2. The heat exchange assembly of a steam turbine steam seal cooler according to claim 1, characterized in that: The air inlet pipe (15) and the air outlet pipe (16) are respectively connected between the gaps of the spiral guide plate (21), and the air inlet pipe (15) and the air outlet pipe (16) are arranged opposite to each other.
3. The heat exchange assembly of a steam turbine steam seal cooler according to claim 1, characterized in that: The bottom of the fixed frame (22) is fixedly connected to a flow guide support plate (27) that fits into the bottom of the outer shell (11).
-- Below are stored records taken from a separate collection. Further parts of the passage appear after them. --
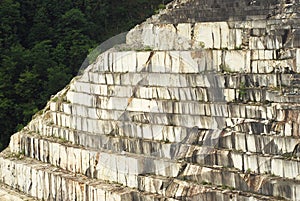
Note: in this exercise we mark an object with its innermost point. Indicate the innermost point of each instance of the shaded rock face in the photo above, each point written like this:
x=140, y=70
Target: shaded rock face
x=201, y=103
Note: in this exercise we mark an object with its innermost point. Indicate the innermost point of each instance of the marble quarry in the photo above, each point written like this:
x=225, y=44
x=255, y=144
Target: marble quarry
x=202, y=102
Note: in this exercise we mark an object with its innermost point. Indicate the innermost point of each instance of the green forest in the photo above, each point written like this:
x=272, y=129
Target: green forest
x=43, y=44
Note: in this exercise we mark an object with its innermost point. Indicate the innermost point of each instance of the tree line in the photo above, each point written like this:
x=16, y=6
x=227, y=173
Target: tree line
x=44, y=42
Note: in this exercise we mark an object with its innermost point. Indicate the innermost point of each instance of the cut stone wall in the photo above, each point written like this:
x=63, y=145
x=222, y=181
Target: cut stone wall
x=201, y=103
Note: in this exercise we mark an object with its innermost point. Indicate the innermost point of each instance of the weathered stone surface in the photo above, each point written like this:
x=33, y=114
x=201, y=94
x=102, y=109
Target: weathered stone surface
x=201, y=103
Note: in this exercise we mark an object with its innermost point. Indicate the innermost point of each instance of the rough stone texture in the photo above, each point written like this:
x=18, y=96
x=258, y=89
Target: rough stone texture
x=201, y=103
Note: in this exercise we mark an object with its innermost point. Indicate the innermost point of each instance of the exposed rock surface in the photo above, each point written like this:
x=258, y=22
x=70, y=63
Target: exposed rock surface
x=201, y=103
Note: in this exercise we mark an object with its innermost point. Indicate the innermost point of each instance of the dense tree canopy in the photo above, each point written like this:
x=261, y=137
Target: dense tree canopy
x=44, y=42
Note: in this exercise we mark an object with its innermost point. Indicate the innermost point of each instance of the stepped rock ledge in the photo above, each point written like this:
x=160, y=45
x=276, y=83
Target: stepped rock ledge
x=202, y=102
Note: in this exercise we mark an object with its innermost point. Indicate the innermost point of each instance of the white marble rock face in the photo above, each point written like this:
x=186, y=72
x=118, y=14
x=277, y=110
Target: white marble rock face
x=188, y=110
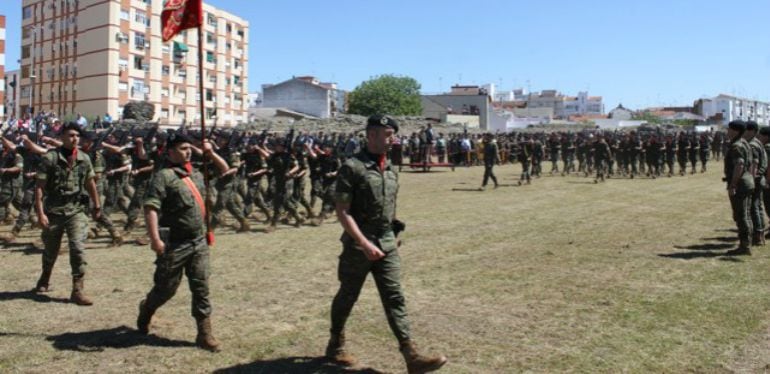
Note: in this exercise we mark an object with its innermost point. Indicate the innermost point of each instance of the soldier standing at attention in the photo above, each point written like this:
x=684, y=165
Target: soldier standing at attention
x=63, y=178
x=758, y=169
x=491, y=157
x=764, y=137
x=740, y=184
x=365, y=198
x=173, y=206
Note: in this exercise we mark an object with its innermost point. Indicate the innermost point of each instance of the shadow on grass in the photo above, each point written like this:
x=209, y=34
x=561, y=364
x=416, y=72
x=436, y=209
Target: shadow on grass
x=117, y=337
x=292, y=365
x=723, y=239
x=706, y=246
x=30, y=295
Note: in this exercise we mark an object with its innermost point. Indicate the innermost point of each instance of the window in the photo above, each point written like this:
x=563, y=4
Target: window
x=138, y=62
x=141, y=17
x=139, y=41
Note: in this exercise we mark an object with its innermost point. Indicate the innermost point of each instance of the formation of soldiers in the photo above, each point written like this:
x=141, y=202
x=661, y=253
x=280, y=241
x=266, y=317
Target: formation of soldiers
x=68, y=172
4. The heat exchange assembly of a steam turbine steam seal cooler according to claim 1, characterized in that: Cooling water pipes (14) connected to the inlet end (24) and the outlet end (25) are respectively provided on the outer side of the cover plate (13) and the outer shell (11).
5. A heat exchange assembly for a steam turbine steam seal cooler according to claim 3, characterized in that: The drainage assembly (3) includes a permeable mesh plate (31), a flow guide (32) and a drain pipe (33). The bottom of the outer shell (11) is provided with a confluence port (17). The permeable mesh plate (31) is fixedly installed on the inner side of the confluence port (17). The flow guide (32) is fixedly connected to the bottom of the outer shell (11) and covers the outside of the permeable mesh plate (31). The drain pipe (33) is fixedly connected to the bottom of the flow guide (32).
6. A heat exchange assembly for a steam turbine steam seal cooler according to claim 5, characterized in that: The flow guide support plate (27) is located directly above the permeable mesh plate (31), and the cross section of the flow guide support plate (27) is in the shape of an inverted trapezoid.
7. A heat exchange assembly for a steam turbine steam seal cooler according to claim 5, characterized in that: The bottom of the flow guide (32) is sloping towards the drain pipe (33).